Analysts say that although Wagner mercenaries were deployed to CAR ostensibly to train the army and restore and protect the peace, they were actually there to use the country as a springboard for other operations in Africa and to gain access to the country’s mineral wealth and commodities.
For example, analysts say Wagner removed civilian communities around gold mines in Ndassima, Bria, and Koki, and then mined and profited through shell companies tied to Russian entities in CAR, such as Lobaye Invest and Midas Ressources.
At the same time, United Nations officials, NGOs, analysts and journalists say they have committed human rights abuses, massacred civilians in rebel-held areas, carried out extra-judicial executions, used mass rape as a weapon of war, and forcibly displaced entire communities near mineral mines.
Still, Wagner forces are planning for the long term. They advise the government, protect the capital and the president, and are currently constructing a base in CAR, intended to host 10,000 troops by 2030.
They are also deepening their connection with the local population. People in CAR now learn Russian after the government made it the third official language after French and Sango, shop in Russian stores, and hail the Wagner Group for bringing much of the country back under government control and stability to Bangui.
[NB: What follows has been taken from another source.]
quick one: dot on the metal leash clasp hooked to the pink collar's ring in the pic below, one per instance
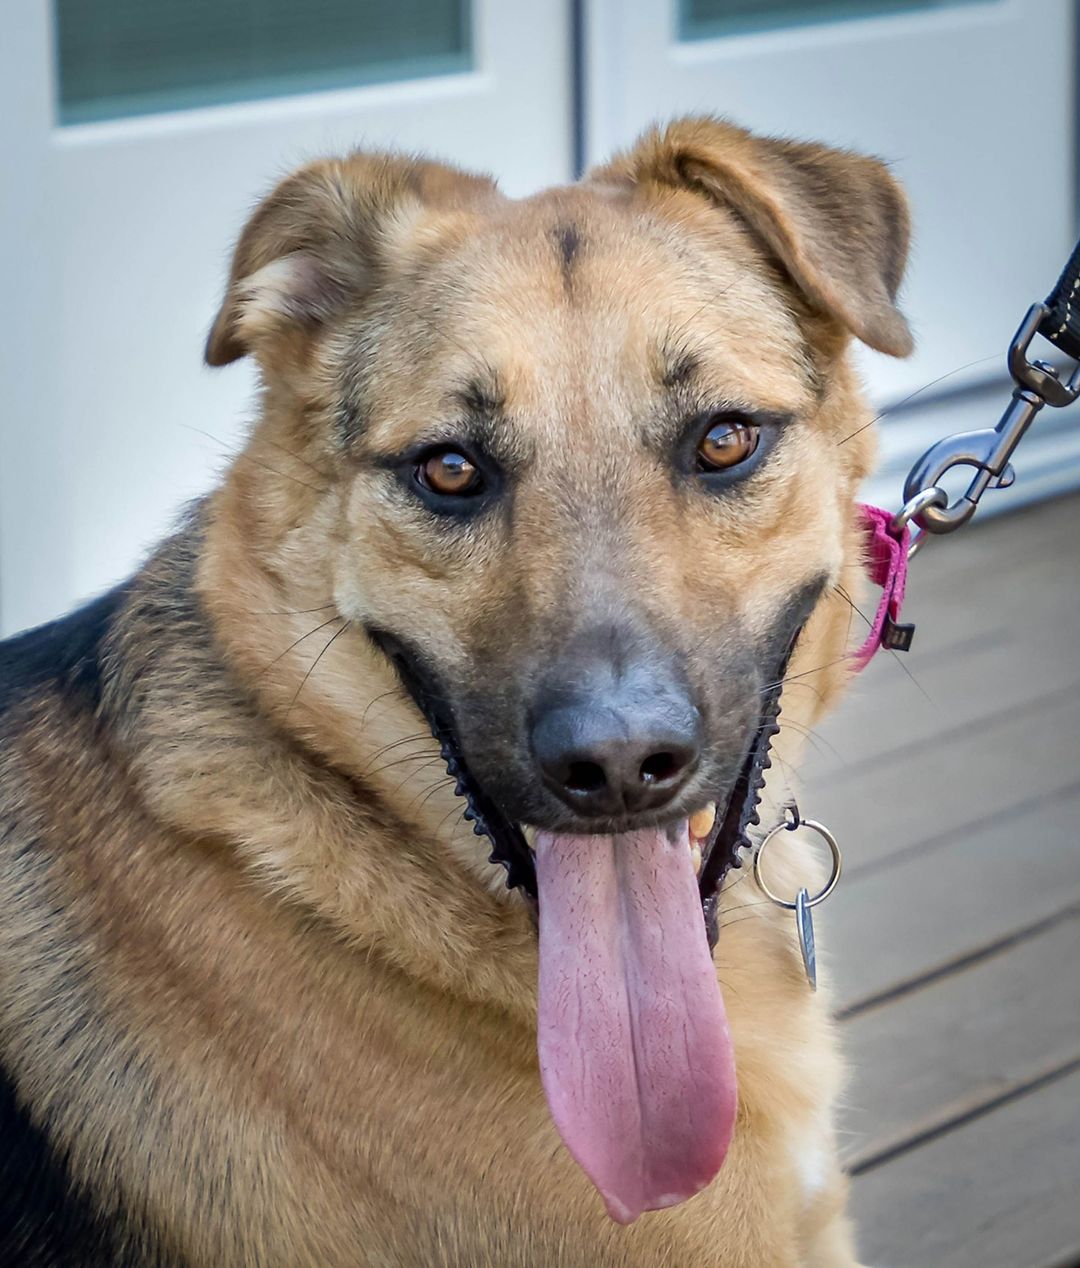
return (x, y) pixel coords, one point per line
(988, 451)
“We had nothing. We were cut off from everything. Even the French had abandoned us,” a young soldier in the national army told the Economist. “But the Russians … they have strong fighters. They are the ones who helped us.”
Still, the violence often happens in remote areas and isn’t reported by a national media cowed and co-opted by the government and Wagner officials. However, recently, two soldiers who disappeared after being detained in January by Wagner mercenaries set off demonstrations that garnered the notice of the wider public.
As the Associated Press explained, residents in the Obo region have long feared the rebel groups that Russian mercenaries and the soldiers’ militias have fought. But they now feel similar outrage toward the mercenaries.
“We are outraged to understand the Russians’ idea to train the Azande Ani Kpi Gbe militiamen was to control their movement and decapitate them,” said Robert Mboli, an Obo resident, referring to the disappeared soldiers’ militia. “We will demonstrate until they explain what they blame them for.”
Meanwhile, the protests in Bangui go on, organized by the opposition in anticipation of elections in December. The opposition hopes to ride a growing wave of anti-government sentiment as well as complaints over daily-life issues: Protesters in April explained those with signs that read, “No water, no electricity.”
Still, the opposition faces an uphill battle.
Political and trade union organizations close to the government have been urging the public not to protest, while some social media accounts have spread false information, claiming that protest organizers had been arrested “red-handed distributing grenades to street children,” reported Agence France-Presse.
“They want to silence the population,” said Sam, 39, an unaffiliated voter, at the protests, adding that local officials were reporting opponents to the government. “(But) I’d rather die here than wait at home for arrest.”